One of the best ways to begin brewing is by dipping your toes in the bubbling waters of homemade soda. Mountain raspberry and blueberry soda is a recipe easily adapted to different regions of the country, featuring your local pine, fir, or spruce needles along with farmers’ market fruit.
There are no real rules. Let it be about fun, creativity, and flavors. What fun flavors will your environment develop? There’s only one way to find out.
Check out the “wonders” of brewing in the excerpt adapted for the web below from The Wildcrafting Brewer by Pascal Baudar and browse these related links for more recipes:
- Winter in the Forest Beer
- Tree Sap: Nature’s Energy Drink
- Brew Outside the Box: Making Mushroom-Infused Beer
- Recipe: Ginger Beer
This is probably the prettiest soda I’ve ever made, and it’s super tasty as well.

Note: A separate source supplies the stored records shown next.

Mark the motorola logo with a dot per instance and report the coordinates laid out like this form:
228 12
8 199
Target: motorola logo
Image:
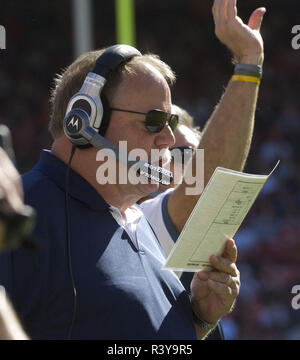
74 124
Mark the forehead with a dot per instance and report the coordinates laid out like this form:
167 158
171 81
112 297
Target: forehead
143 89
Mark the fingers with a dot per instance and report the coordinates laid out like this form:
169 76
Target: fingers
231 10
223 289
256 18
230 251
224 265
224 11
219 277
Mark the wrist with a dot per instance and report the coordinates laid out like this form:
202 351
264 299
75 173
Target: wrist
204 325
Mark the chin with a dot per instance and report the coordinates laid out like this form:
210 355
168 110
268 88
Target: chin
148 188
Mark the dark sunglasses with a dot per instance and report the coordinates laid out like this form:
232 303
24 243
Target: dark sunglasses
183 149
156 119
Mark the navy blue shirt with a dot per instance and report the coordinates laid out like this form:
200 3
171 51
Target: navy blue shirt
122 292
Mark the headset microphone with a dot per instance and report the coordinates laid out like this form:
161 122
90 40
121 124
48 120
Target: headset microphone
76 126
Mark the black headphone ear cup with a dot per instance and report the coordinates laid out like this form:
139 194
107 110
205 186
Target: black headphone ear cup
106 115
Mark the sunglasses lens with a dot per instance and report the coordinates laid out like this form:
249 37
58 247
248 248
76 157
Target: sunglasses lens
155 120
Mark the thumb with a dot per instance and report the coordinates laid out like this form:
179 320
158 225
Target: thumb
256 18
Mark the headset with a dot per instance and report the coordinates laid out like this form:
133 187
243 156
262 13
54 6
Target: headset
85 123
87 115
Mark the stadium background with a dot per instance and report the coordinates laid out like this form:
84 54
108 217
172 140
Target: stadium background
40 43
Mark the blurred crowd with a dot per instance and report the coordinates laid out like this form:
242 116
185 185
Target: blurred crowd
39 44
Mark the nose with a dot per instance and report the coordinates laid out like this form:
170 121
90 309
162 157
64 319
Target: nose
165 138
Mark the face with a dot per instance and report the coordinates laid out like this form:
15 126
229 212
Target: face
142 91
184 137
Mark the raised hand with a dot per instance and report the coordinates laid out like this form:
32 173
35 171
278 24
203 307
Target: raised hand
243 40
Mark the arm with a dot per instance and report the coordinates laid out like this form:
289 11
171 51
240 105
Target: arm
227 135
214 293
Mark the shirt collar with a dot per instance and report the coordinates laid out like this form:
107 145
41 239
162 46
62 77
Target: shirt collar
78 187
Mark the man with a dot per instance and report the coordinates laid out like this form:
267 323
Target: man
121 292
168 212
111 279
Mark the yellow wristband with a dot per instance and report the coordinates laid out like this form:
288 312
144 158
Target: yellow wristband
245 78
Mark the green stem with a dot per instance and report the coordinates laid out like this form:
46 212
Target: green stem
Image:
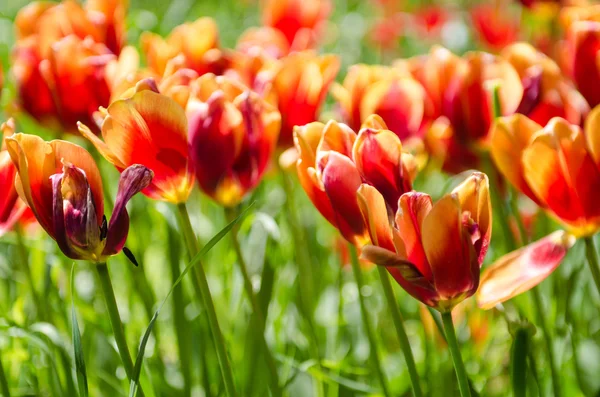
365 317
193 248
402 337
459 366
592 259
115 320
258 312
4 382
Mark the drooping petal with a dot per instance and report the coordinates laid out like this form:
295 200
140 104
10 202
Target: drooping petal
133 180
522 269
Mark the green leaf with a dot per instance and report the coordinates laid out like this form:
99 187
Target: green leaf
137 369
77 347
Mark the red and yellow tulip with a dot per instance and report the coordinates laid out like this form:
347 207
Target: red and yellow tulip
148 128
61 184
434 251
334 161
232 135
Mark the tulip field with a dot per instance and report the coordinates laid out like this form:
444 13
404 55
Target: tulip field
300 198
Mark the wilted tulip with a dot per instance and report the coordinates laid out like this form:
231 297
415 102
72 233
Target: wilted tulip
523 269
334 161
581 50
298 20
197 42
61 184
301 85
434 251
546 92
557 166
148 128
232 135
388 92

The recipe is extremely loose, so don’t overcomplicate things. If you live in Oregon or on the East Coast (Vermont, Maine, New York), you may use different trees such as spruces or pines (white pine, blue spruce, and so on), and of course different berries. If you live in Maine or Vermont, by all means use your wonderful maple syrup as a sugar source. It’s all good.
This is very much a “concept” drink to celebrate the season.
- Clean your fermentation vessel and place your fresh ingredients in it. Add spring water (don’t use tap water, which may contain chlorine) and sugar. There are no real rules for this simple fermentation: Just pack 80 percent of your jar with what you have collected/purchased. I use around 50 percent berries and 50 percent pine/fir. Cut the tips of the needles to help extract the flavors. Start with around 1⁄2 cup (120 ml) of sugar for 1⁄2 gallon (1.89 L) of water.
- Add yeast (wild yeast starter or champagne yeast). Screw on the lid of your container, but not too tight; you want fermentation gases to escape. You can also cover it with clean cheesecloth or a paper towel. Stir gently two or three times a day with a clean spoon. Taste as you go, and judge by flavors. When you like what you drink, you can stop. It may take 3 or 4 days or more. I usually don’t leave the fruits in the liquid for more than 3 days (some get mushy).
- Strain and pour the liquid into recycled plastic soda bottles or glass swing-top bottles. Check the pressure after a day or so.
- When you’re satisfied with the level of carbonation, place your soda in the fridge and enjoy the next day. I like to drink it within a week.